The finances of non-profit organizations are not secret. Your organization submits your Form 990 each year, which outlines the essential elements of your organization’s finances. This form is publicly available to anyone who wishes to view it. Often, large supporters will review nonprofit’s Form 990s before submitting their contribution to make sure the overall numbers look healthy. No donor wants to feel that their money is being misused.
While this is standard practice, your standard Form 900 is missing one thing: context. If you’ve spent more on one of your programs this year as the need in the community increased, the donor will miss that extra context. That’s why we recommend supplementing your Form 990 with an additional annual report that is intended to inform your donors about the whole story.
Annual reports provide the context behind the financial numbers and encourage supporters to review your financial information each year.
Bloomerang’s Annual Report Guide explains that honesty is always the best policy, even when things go wrong. If you know your finances aren’t looking the way you want them to, discuss them openly with your supporters in this guide, which includes information such as:
What caused the setback that you experienced as an organization? For example, if your program was more expensive than budgeted because of a greater need.

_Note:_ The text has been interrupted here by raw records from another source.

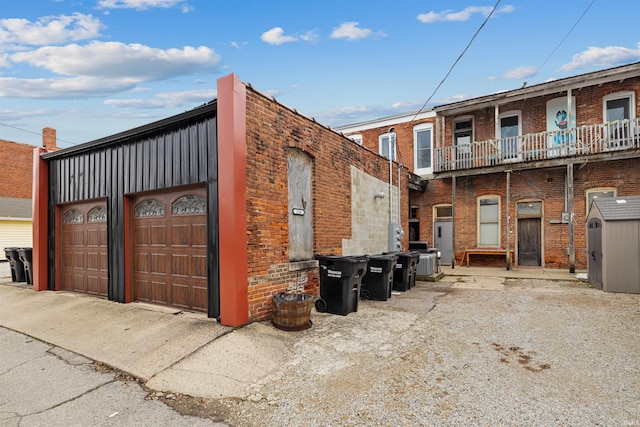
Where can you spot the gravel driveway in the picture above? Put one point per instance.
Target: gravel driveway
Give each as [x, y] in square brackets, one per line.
[466, 352]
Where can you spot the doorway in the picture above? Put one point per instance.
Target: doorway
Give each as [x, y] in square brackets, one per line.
[529, 216]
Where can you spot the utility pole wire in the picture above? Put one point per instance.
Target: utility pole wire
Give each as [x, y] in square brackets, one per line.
[564, 38]
[457, 60]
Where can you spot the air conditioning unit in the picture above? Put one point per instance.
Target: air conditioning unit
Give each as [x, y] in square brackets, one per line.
[428, 265]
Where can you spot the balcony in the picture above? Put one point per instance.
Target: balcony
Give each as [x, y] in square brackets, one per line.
[585, 140]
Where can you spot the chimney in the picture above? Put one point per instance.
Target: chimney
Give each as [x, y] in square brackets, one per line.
[49, 139]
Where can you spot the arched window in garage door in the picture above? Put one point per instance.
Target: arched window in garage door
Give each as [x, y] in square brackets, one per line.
[170, 250]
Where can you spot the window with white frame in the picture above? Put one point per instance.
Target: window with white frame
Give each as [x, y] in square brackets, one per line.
[357, 138]
[423, 148]
[489, 221]
[386, 144]
[595, 193]
[463, 134]
[618, 110]
[510, 132]
[619, 106]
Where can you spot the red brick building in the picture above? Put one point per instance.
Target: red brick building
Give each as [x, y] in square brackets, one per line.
[16, 185]
[515, 172]
[213, 210]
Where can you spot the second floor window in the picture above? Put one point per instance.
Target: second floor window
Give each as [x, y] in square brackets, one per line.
[423, 143]
[386, 144]
[463, 134]
[510, 135]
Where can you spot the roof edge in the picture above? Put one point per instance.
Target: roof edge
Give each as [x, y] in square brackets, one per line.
[211, 106]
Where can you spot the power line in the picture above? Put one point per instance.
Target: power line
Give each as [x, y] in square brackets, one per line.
[458, 60]
[36, 133]
[564, 38]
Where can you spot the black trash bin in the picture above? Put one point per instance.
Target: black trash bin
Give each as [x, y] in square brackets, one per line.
[25, 255]
[340, 282]
[17, 267]
[378, 281]
[404, 276]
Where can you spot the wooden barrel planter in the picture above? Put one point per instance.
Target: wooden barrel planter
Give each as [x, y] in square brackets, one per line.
[292, 312]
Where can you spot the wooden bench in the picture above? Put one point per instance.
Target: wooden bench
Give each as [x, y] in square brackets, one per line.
[485, 251]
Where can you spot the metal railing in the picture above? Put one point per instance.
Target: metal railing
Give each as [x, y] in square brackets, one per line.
[584, 140]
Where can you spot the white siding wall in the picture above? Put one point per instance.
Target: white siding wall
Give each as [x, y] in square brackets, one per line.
[369, 216]
[15, 234]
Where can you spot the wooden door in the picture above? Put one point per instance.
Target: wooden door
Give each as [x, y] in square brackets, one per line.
[169, 249]
[529, 242]
[443, 240]
[83, 256]
[594, 247]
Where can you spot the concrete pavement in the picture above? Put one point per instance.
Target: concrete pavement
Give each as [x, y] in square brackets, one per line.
[46, 385]
[182, 352]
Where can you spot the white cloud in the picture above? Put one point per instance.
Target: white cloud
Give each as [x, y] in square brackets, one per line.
[350, 31]
[69, 88]
[115, 60]
[166, 100]
[276, 37]
[461, 16]
[516, 73]
[49, 30]
[142, 4]
[603, 57]
[310, 36]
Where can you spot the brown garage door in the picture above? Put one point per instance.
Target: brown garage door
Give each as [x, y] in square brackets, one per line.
[83, 248]
[169, 240]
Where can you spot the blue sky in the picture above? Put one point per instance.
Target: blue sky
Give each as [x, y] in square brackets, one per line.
[92, 68]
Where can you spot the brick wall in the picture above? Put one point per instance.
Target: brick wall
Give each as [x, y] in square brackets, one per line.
[272, 130]
[546, 185]
[589, 110]
[16, 165]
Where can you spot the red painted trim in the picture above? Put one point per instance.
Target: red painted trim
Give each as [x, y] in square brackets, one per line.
[127, 250]
[57, 223]
[40, 196]
[232, 225]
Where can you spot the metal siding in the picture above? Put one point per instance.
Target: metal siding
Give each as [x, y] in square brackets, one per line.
[140, 160]
[134, 166]
[160, 162]
[168, 160]
[203, 157]
[177, 161]
[193, 154]
[184, 156]
[152, 174]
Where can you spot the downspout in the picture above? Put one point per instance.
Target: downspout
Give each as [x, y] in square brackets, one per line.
[572, 251]
[399, 205]
[508, 220]
[453, 222]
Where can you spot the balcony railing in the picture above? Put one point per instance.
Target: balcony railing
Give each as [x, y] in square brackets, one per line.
[585, 140]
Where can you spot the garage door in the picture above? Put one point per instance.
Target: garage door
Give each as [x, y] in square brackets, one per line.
[169, 253]
[83, 248]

What corrective actions you will take to resolve the problem that has arisen. For example, if you re-allocate funding for one of your growth initiatives and temporarily suspend the organization’s growth strategy to fund the program.
How and when the setback will be dealt with and future expectations for the donor. For example, you can explain that your budget will be adjusted in the coming years to meet the increased need in the community.
Supporters will never question whether your organization is financially ill if they regularly review your transparent financial information. It provides additional trust in your organization, which is essential for fundraising and gaining support in the community.
Most people didn’t get into the nonprofit world to collect numbers and manage finances; they did this to make a difference in the world. However, for an organization to operate effectively and efficiently, they need someone to handle the accounting needs of the organization.
Consider the tips listed here to make sure your finances are in order to effectively fund your operations and pursue your nonprofit’s mission. Good luck!
Jon Osterburg has helped more than 100 nonprofits around the world with their finances as a leader in the past nine years Jitasaan accounting firm that provides accounting and bookkeeping services to non-profit organizations.